In the darkness, we listen to the wind, the ocean, the faint melody.
The melody draws near.
On this night a whaling ship sails across the Atlantic.
It is bound for a country in Africa.”
So begin the stage directions for Christina Anderson’s new play, pen/man/ship, which just opened at the Magic Theatre. Pen/man/ship takes on material that I’ve never seen embodied in any other work. This smart script will take you places you’ve never been before.
The play is set on a sailing ship during the autumn of 1896, just after the U.S. Supreme Court decided Plessy v. Ferguson, a holding that remained in place until the 1954 Brown v. Board of Education decision. The ship is bound for Liberia, which had been colonized by freed slaves with support from white leaders, including Abraham Lincoln, who saw it as an alternative to emancipation. Anderson’s research of the historical context is evident in every line. However, she doesn’t overwhelm you with historical detail, letting the characters steer the action.
The only passengers we see on the ship are Charles (Adrian Roberts), his son Jacob (Eddie Ray Jackson), and Ruby (Tangela Large), a woman who joined them at the last minute.
Charles is a class-conscious surveyor whose purpose for making the journey remains masked to the others. Whether holding Sabbath services or arguing with son Jacob, he retains his regal bearing. His deliberately measured speech as he intones his journal entries suggests an enormous need to control. Jacob is deferential, but locked in conflict with his father.

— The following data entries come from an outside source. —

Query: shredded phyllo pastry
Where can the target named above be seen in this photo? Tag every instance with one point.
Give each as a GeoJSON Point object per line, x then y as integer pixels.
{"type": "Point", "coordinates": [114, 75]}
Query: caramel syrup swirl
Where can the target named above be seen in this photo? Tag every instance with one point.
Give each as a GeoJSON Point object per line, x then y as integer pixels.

However, he’s not afraid of making the humorous aside, saying “Careful father – your hope is showing,” when Charles questions him too closely about his relationship with Ruby. The tension between the two propels much of the first act.
Ruby has a 500-watt smile that lights the stage in the first act. Unlike the others, she’s the free agent, motivated to build a new life in Liberia. Only she has the temerity to point out that Charles and his employers might not be as grand as he makes out, given that this is a sailing ship, instead of a steamer. Ruby’s the decider, standing between these passengers. Her smile disappears in Act II, when the balance of power among the characters shifts. I was relieved to see the smile return during curtain call.

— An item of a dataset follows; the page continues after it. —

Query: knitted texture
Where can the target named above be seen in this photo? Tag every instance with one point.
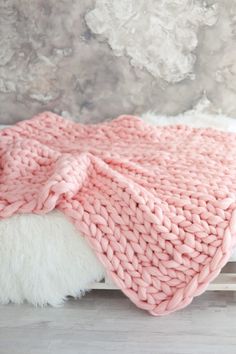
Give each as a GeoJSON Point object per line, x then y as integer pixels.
{"type": "Point", "coordinates": [157, 205]}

The only crew member we see is the soft spoken Cecil, beautifully played by Tyee Tilghman. Cecil is Charles’ only real friend – despite the yawning chasm of class and education. At the outset, we see Cecil standing aside with accordion in hand, not unlike the fiddler, in Fiddler on the Roof.
Scenic designer Angrette McCloskey turned the tiny thrust stage into the hold of a ship, with loosely connected lumber pieces working as a scrim that the audience sees through to the ship’s deck outside. Dead center are two benches facing each other.
While the ship itself was spectacular, much of the action was spot welded to those two benches at center stage, with the result that at least one third of the house was unable to see at least one of the characters. Initially, I didn’t appreciate the stunning performance of Eddie Ray Jackson, because he didn’t face me for more than a few seconds until the second act. Better blocking would easily resolve this.
Anderson speaks of wanting to write something about exceptionalism. This isn’t the narrow definition of exceptionalism in common usage, but a broader view that divides, rather than unites a people. In interviews, she speaks of connections between this material and the Trayvon Martin case. However, she avoids the heavy-handed dogmatism that prevents the audience from unwrapping this material on their own terms.
Pen/man/ship will startle, delight and make you think. Hopefully, it will be produced again in the future. Nits aside, it’s a brilliant contribution to what has been an even-better-than-usual theatre season throughout the bay area.